Students express concerns over corporatisation of Mardi Gras

By Pia Lenarduzzi

UNSW’s Queer Collective has echoed LGBTQIA+ activists’ concerns about the increasing ‘corporatisation’ of Sydney’s Mardi Gras Parade. For the second consecutive year, the parade has moved from its historic home along Oxford Street to the Sydney Cricket Ground (SCG).

On the eve of Saturday’s parade, Queer Collective Officer Liora Hoenig (she/they) said big business sponsorship of the event was “taking away from the essence of… Mardi Gras”, which was borne out of the June, 1978 gay rights street protests that ended in violence and mass arrests.

“Hosting the Mardi Gras [Parade] on Oxford Street was a representation of how [it] started: a fight to be seen and exist in society… having it in a venue and so tied to corporations and companies take[s] that away,” Liora said.

They also claim that “there’s been significantly less attendance because it is a ticketed event,” adding that the move is “detracting from [its] authenticity – we need the Mardi Gras to be authentic.”

Liora’s comments support the concerns of activists like those from the Pride in Protest collective, who claim that the involvement of big business sponsors in the event – such as TikTok, Facebook’s Meta and Woolworths – is detracting from the grassroots interests of the LGBTQIA+ community.

“A Mardi Gras that isn’t for the people isn’t a Mardi Gras at all,” writes PiP member and Mardi Gras Board Director Wei Thai-Haynes, urging readers to support a vision of the event that is more than just a “corporate party”.

Doubling down on this point in a recent interview, she shared that PiP has a distinct understanding of how important the Parade is to what she terms “Mardi Gras Inc.”.
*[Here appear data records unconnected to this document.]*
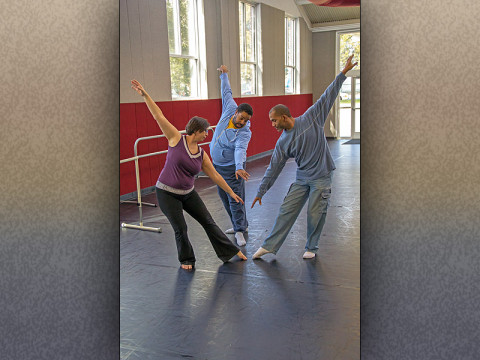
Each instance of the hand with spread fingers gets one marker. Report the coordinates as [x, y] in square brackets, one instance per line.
[255, 200]
[223, 69]
[236, 197]
[242, 173]
[349, 65]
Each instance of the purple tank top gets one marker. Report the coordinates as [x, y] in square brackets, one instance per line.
[180, 167]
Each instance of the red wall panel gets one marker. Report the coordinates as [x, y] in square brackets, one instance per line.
[136, 121]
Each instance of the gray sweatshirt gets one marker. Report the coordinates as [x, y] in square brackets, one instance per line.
[305, 142]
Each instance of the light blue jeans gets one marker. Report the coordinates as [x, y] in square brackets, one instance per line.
[318, 192]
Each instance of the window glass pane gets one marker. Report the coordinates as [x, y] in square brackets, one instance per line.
[290, 38]
[187, 27]
[171, 27]
[250, 33]
[289, 80]
[350, 44]
[182, 77]
[248, 79]
[242, 34]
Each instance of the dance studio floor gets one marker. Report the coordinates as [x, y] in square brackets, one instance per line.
[278, 307]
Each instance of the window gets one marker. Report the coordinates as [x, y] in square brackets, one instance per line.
[349, 44]
[183, 47]
[290, 51]
[248, 49]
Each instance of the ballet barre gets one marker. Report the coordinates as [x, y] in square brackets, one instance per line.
[135, 158]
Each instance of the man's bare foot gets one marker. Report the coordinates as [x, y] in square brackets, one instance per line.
[260, 252]
[241, 256]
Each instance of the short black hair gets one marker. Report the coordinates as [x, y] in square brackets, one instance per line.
[280, 110]
[245, 107]
[196, 124]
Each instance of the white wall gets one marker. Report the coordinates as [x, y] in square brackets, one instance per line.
[144, 48]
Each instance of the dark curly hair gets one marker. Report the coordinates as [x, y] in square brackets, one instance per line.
[245, 107]
[196, 124]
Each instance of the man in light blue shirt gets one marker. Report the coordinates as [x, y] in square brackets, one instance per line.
[228, 149]
[303, 138]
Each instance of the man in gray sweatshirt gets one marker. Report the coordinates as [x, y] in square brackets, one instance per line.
[303, 138]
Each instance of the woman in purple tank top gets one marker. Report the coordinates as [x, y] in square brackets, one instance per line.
[175, 190]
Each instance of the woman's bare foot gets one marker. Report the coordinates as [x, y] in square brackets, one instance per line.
[241, 256]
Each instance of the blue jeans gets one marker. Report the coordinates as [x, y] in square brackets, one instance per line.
[236, 211]
[318, 192]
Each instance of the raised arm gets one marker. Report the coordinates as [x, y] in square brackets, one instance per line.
[171, 133]
[209, 170]
[320, 109]
[228, 104]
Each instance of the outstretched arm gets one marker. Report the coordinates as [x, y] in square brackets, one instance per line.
[210, 171]
[228, 104]
[319, 111]
[170, 131]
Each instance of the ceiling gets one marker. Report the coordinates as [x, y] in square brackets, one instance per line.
[324, 18]
[319, 18]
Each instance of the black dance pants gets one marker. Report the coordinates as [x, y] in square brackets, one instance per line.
[172, 205]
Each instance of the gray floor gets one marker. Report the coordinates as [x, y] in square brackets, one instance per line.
[279, 307]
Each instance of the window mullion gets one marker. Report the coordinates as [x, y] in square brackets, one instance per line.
[178, 38]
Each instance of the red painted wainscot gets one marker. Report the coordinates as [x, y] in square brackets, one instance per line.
[136, 121]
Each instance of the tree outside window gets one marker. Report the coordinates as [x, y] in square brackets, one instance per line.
[182, 43]
[248, 49]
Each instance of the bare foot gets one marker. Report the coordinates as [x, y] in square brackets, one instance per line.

“They want it to be a company that runs an event, which takes corporate money, platforms the police, and then pink-washes corporates, NSW Police and the Liberal Party.”

Despite the controversy, many proud LGBTQIA+ members and their allies from UNSW will be among the 40,000 spectators and 5,800 marchers still expected to attend the 44th annual parade.

One of these attendees is Advanced Science student Katia Fenton (they/them), who will be riding on UNSW’s space-inspired float in their first ever Mardi Gras Parade, and said they’re excited to really absorb the “big atmosphere” of Pride celebrations.

“[I]t’s important for me and many others to just have a night to celebrate who we are, and have fun with it. 

“Being a part of… Mardi Gras with UNSW shows our colourful history and [its] thriving Queer community.”

While Katia recognises that Mardi Gras needs funding to survive, they’re also concerned about its increasing ‘corporatisation’, and particularly dislike when corporations simply add rainbows to their logo for a few weeks without investing in the community year-round.

But for them and many other LGBTQIA+ folks, the event still overwhelming signifies freedom, inclusivity and pride.

“I was in the closet for so long, and this… is the first year I am out enough that I feel like I can go to Mardi, so I want to go all in, meet people and finally enjoy the fun of the queer community.”